Emma Clery: "Travel Writing and Sustainable Research: A Proposal Based on Mary Wollstonecraft’s Letters... (1796)"
- Date: –15:00
- Location: Engelska parken – Eng6-0031
- Organiser: The Department of Literature, The Department of Modern Languages, and Uppsala Travel Writing Seminar (RELS)
- Contact person: Paula Henrikson, Christina Kullberg
Uppsala Travel Writing Seminar (RELS)
Emma Clery, Professor of English Literature at the Department of English: “Travel Writing and Sustainable Research: A proposal based on Mary Wollstonecraft’s Letters Written During a Short Residence in Sweden, Norway and Denmark (1796)”
At the end of June 1795 Mary Wollstonecraft, the celebrated defender of the French Revolution and proponent of women’s rights, landed in a remote part of the coast south of Gothenburg, accompanied by her one year old daughter and a maid.

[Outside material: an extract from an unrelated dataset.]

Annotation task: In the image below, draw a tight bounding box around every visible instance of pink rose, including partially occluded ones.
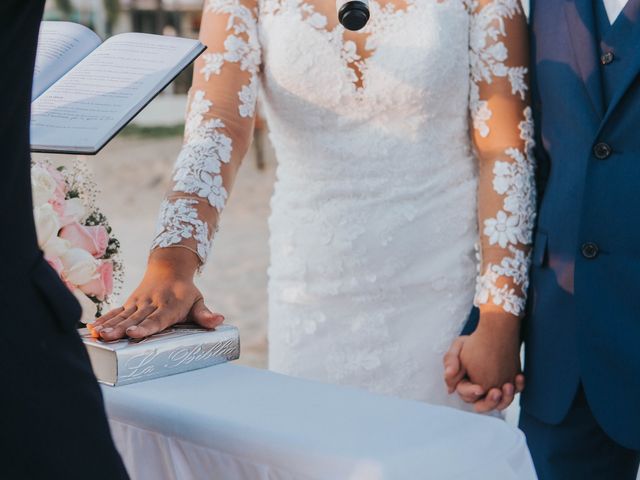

Wollstonecraft spent the next three and half months travelling across the border in Norway, then to Copenhagen and finally Hamburg, in quest of a missing ship commissioned by her former lover, the American entrepreneur Gilbert Imlay, carrying a cargo of silver. This commercial and legal quest is obscured in her published account of the journey, based on private letters to Imlay. Instead, Wollstonecraft mingles confessional hints with admiration of the landscape and keen observation of the differing social and political characteristics of the places she visits. This talk will outline some thoughts towards a collective research project that would use Wollstonecraft’s text as a map towards understanding and navigating today’s challenges, including the continuing struggle for gender equality and the question of how to conduct research in a zero-carbon future.
About the Lecturer
Emma Clery has just joined us at Uppsala University as a professor of English Literature at the Department of English. She was formerly employed at the University of South Hampton and her recent publications come from her Leverhulme Trust Major Fellowship on ”Romantic-era Women Writers and the Question of Progress”, and include monographs such as Jane Austen, the Banker’s Sister (Biteback 2017) and Eighteen Hundred and Eleven: Poetry, Protest and Economic Crisis (Cambridge UP 2017). She has published extensively within the areas of women’s writing in the long eighteenth century, gothic writing, print culture, and literary engagements with economic debate.